Mais alors, posons-nous tous un instant et observons ce qui se passe à l’extérieur. Ouvrez vos fenêtres, même en ville, surtout en ville, et écoutez. N’entendez-vous pas de nouveau les oiseaux ? Les eaux retrouvent des couleurs et une clarté qu’elles n’ont pas connue depuis….on ne sait même plus depuis quand ! La nature reprend ses droits, et on voit qu’elle respire enfin ! Elle est tellement belle, notre planète, surtout quand on la laisse s’exprimer ! Et tout ceci en quelques semaines, à peine. La Terre, notre Terre reprend enfin son souffle !!!! Il est donc possible de réparer un minimum nos efforts. Si en quelques jours on voit déjà des changements, cela devrait nous booster, nous donner un bon coup de pied au cul pour nous dire que c’est possible, qu’il s’agit d’un effort collectif autant qu’individuel. Tout le monde peut y participer. Mais il nous faut ouvrir nos esprits et accepter de nous rendre compte que nous allons devoir donner de notre personne pour ne pas reproduire les mêmes erreurs.


Il va y avoir un avant et après Coronavirus. J’ai espoir que les gens réagissent, même si quelque part, je pense que ça ne sera pas suffisant et que nous allons vivre d’autres moments difficiles pour nous rappeler à l’ordre.

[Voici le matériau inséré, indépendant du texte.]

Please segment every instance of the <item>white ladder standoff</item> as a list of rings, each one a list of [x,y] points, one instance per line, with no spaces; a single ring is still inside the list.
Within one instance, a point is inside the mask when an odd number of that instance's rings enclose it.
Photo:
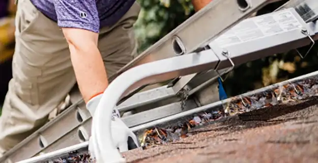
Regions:
[[[310,50],[318,39],[315,1],[291,0],[273,13],[249,18],[277,1],[212,1],[112,76],[94,118],[79,100],[0,162],[41,162],[87,152],[90,137],[98,162],[124,161],[112,146],[110,108],[146,110],[122,119],[138,134],[151,126],[219,108],[218,99],[204,103],[192,96],[238,65],[308,45]],[[175,79],[167,86],[136,94],[144,85],[170,79]]]

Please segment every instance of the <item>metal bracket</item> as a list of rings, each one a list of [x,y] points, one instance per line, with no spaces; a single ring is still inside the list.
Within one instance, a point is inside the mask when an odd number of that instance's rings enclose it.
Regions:
[[[221,79],[221,80],[222,80],[222,82],[224,82],[228,76],[228,73],[230,72],[230,71],[232,71],[234,69],[234,67],[235,67],[235,65],[234,64],[234,62],[233,62],[233,61],[232,61],[232,60],[231,59],[231,58],[229,57],[229,52],[227,50],[223,50],[222,51],[222,55],[226,57],[227,59],[227,60],[228,60],[228,61],[229,61],[229,62],[230,62],[232,66],[230,67],[229,67],[229,68],[228,68],[226,70],[223,71],[221,73],[219,73],[219,70],[218,70],[218,68],[219,68],[219,66],[220,65],[220,64],[218,64],[216,66],[216,67],[215,67],[215,68],[214,69],[214,70],[215,71],[215,72],[218,74],[218,75],[219,76],[219,77],[220,77],[220,78]],[[224,79],[223,79],[223,78],[222,78],[222,75],[227,73],[226,74],[226,75],[225,76],[225,78],[224,78]]]
[[[307,55],[309,53],[309,51],[310,51],[311,49],[313,47],[313,46],[315,44],[315,42],[312,39],[312,38],[311,37],[311,36],[310,36],[310,35],[309,35],[309,33],[308,32],[308,30],[306,29],[305,28],[303,28],[301,30],[301,33],[307,36],[307,37],[308,37],[308,38],[309,38],[309,39],[310,40],[310,41],[311,41],[311,46],[310,46],[310,47],[307,51],[307,52],[306,52],[306,54],[303,57],[303,55],[302,55],[302,54],[299,52],[299,51],[297,49],[296,49],[296,51],[297,51],[297,53],[298,53],[298,55],[300,56],[300,57],[301,57],[302,59],[304,59],[305,58],[305,57],[306,57],[306,56],[307,56]]]

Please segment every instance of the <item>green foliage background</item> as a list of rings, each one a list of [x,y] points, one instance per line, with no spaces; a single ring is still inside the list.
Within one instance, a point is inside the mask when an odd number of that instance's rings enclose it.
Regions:
[[[190,0],[137,1],[142,7],[135,24],[139,52],[194,13]],[[272,12],[286,1],[270,4],[258,14]],[[299,51],[304,55],[309,48],[304,47]],[[229,96],[235,96],[318,70],[317,53],[317,46],[315,46],[304,59],[293,50],[240,65],[229,74],[224,83],[226,93]]]

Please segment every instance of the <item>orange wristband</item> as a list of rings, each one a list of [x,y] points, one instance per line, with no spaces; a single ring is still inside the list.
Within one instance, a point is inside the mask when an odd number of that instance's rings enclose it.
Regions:
[[[93,96],[91,97],[91,98],[90,98],[89,99],[89,101],[91,100],[92,98],[94,98],[94,97],[95,97],[100,95],[101,94],[103,94],[103,93],[104,93],[104,92],[99,92],[99,93],[96,93],[96,94],[94,95]]]

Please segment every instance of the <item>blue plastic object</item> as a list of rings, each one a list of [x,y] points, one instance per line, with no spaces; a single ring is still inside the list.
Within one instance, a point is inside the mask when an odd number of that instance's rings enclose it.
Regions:
[[[222,80],[221,80],[221,78],[219,77],[218,78],[218,83],[219,83],[219,97],[220,98],[220,100],[222,100],[227,98],[227,95],[226,95],[225,90],[224,90],[224,89],[223,87]]]

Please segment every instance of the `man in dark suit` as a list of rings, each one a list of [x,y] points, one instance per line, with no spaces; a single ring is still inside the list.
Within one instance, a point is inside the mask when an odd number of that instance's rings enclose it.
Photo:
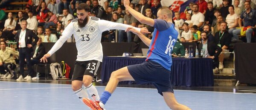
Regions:
[[[24,76],[24,64],[25,59],[26,59],[28,73],[32,70],[31,64],[31,52],[33,51],[32,47],[35,46],[38,40],[38,37],[33,32],[33,31],[26,28],[27,22],[26,20],[22,20],[20,23],[21,29],[18,30],[15,36],[17,43],[17,48],[20,53],[20,69],[21,75],[17,79],[17,81],[23,80]],[[32,42],[32,38],[35,41]],[[29,74],[29,75],[30,74]],[[30,77],[31,78],[31,77]],[[27,80],[31,80],[29,78]]]
[[[141,14],[145,16],[146,9],[151,8],[151,7],[147,3],[148,0],[140,0],[140,2],[141,4],[140,6],[139,11]]]
[[[33,47],[33,52],[31,53],[32,57],[31,58],[31,66],[33,66],[35,64],[37,64],[41,63],[40,58],[41,58],[44,55],[46,54],[45,52],[45,48],[44,46],[41,43],[42,42],[42,38],[39,37],[38,41],[36,43],[36,46]],[[26,80],[30,79],[30,77],[35,77],[35,72],[34,70],[30,72],[29,75],[27,75],[24,79]],[[32,80],[36,80],[37,79],[34,77],[32,78]]]
[[[203,55],[200,55],[203,56],[203,58],[209,58],[212,59],[213,73],[216,73],[218,71],[218,56],[222,51],[222,49],[216,44],[213,41],[208,40],[208,36],[207,35],[208,35],[207,32],[206,31],[201,32],[201,38],[202,40],[201,43],[198,44],[198,51],[200,52],[203,51],[203,52],[201,52]]]

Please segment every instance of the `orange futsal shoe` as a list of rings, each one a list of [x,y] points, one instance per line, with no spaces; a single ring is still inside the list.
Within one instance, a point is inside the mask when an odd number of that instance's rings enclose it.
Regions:
[[[93,102],[88,99],[84,98],[83,102],[93,110],[103,110],[103,109],[101,108],[99,104],[99,101]]]

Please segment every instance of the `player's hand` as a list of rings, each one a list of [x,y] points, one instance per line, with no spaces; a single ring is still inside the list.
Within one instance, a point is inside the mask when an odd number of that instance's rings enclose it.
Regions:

Maintenant, prenez ce confinement mondial comme une chance, une chance de vous retrouver, en famille et de profiter d’elle, mais aussi de vous retrouver vous-même. Faites votre introspection, apprenez à prendre votre temps, à cuisiner, à jouer, à faire un peu de sport, à profiter de vos proches, à méditer, à lire, et peut-être voir comment on peut vivre en harmonie avec la Nature.